Sophomore battles ongoing disorder



Sophomore Ellie Kolesik has a rare condition called enamel hypoplasia.

Enamel hypoplasia is a disorder that entails a shortage or complete absence of protective enamel coating on the teeth.

Kolesik has had the disorder for as long as she can remember and has battled with her teeth for most of her life.

“When I was little, I would drink Kool-Aid, and it would make my my teeth red because there was nothing there to protect them,” Kolesik said.

The disorder encompassed a large portion of Kolesik’s life. While she expressed that it hasn’t greatly affected her education, it has affected her personal life. Kolesik was frequently treated as a younger child for pain and the subsequent cavities from her condition.

“I like school,” Kolesik said. “I wasn’t as happy, though, as kids are supposed to be. I always had that disease pulling me back.”

Until the most recent step in her long-term treatment, the pain was what limited Kolesik most. Kolesik also attributes part of her quiet persona to her condition.

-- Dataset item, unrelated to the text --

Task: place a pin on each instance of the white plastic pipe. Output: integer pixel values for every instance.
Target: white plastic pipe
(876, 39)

“My family finally gets how much pain I’m going through,” Kolesik said. “I’m really happy now, too, because this is really the first time I can chew food and talk without pain.”

On Oct. 22, Kolesik had all of her teeth removed, and she is currently wearing dentures. This first step toward long-term resolution made her hopeful in her ongoing battle with her teeth.

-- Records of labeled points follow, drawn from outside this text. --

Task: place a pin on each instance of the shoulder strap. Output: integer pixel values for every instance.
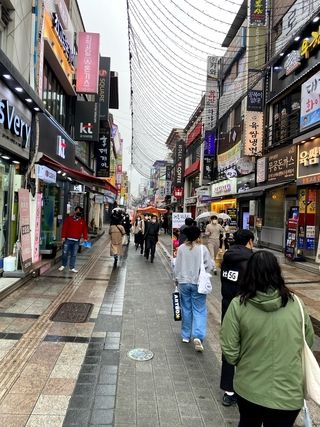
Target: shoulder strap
(302, 315)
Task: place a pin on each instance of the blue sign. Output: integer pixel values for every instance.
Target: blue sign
(209, 143)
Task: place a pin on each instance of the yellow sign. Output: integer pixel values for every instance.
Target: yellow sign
(309, 44)
(51, 36)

“I’ve had a lot of help through the years,” Kolesik said. “Whether it be friends, family or charity events.”

A few friends that helped Kolesik stay cheerful through tough times were sophomores Sydney Johnson, Erika Bennett and Courtney Sheibal.

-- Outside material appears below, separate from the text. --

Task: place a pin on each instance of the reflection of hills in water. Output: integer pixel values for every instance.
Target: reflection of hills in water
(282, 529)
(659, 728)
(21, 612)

“I’ve known her since last year,” Johnson said. “I’ve always felt like I’ve had to be there for her and had to be cheerful around her.”

Johnson noted that Kolesik’s confidence increased greatly since her most recent procedure.

“Before her surgery, she would hardly talk at all,” Johnson said. “Now she’s always laughing and never quiet.”

Sheibal has also known Kolesik since last year and didn’t know what Kolesik’s condition meant.

“At first I didn’t know, because she was so shy,” Sheibal said. “But then she kind of opened up about it, and we became closer as friends.”

Kolesik also credited Sheibal with boosting her spirit at bad times.

“After her recent surgery, she has changed a lot,” Sheibal said. “We’ve all tried to learn more about her, and we try to get together frequently.”

Another set of plans set in place to help Kolesik’s family pay for expensive future procedures is a chili feed later this month. Kolesik and Bennett’s Catholic elementary school is organizing the event.

“It’ll be at St. Mary’s Church Nov. 23 from 11 a.m to 3 p.m.,” Kolesik said. “We don’t know who’s coordinating it, but a bunch of people have been calling us. We’re just happy to have some help.”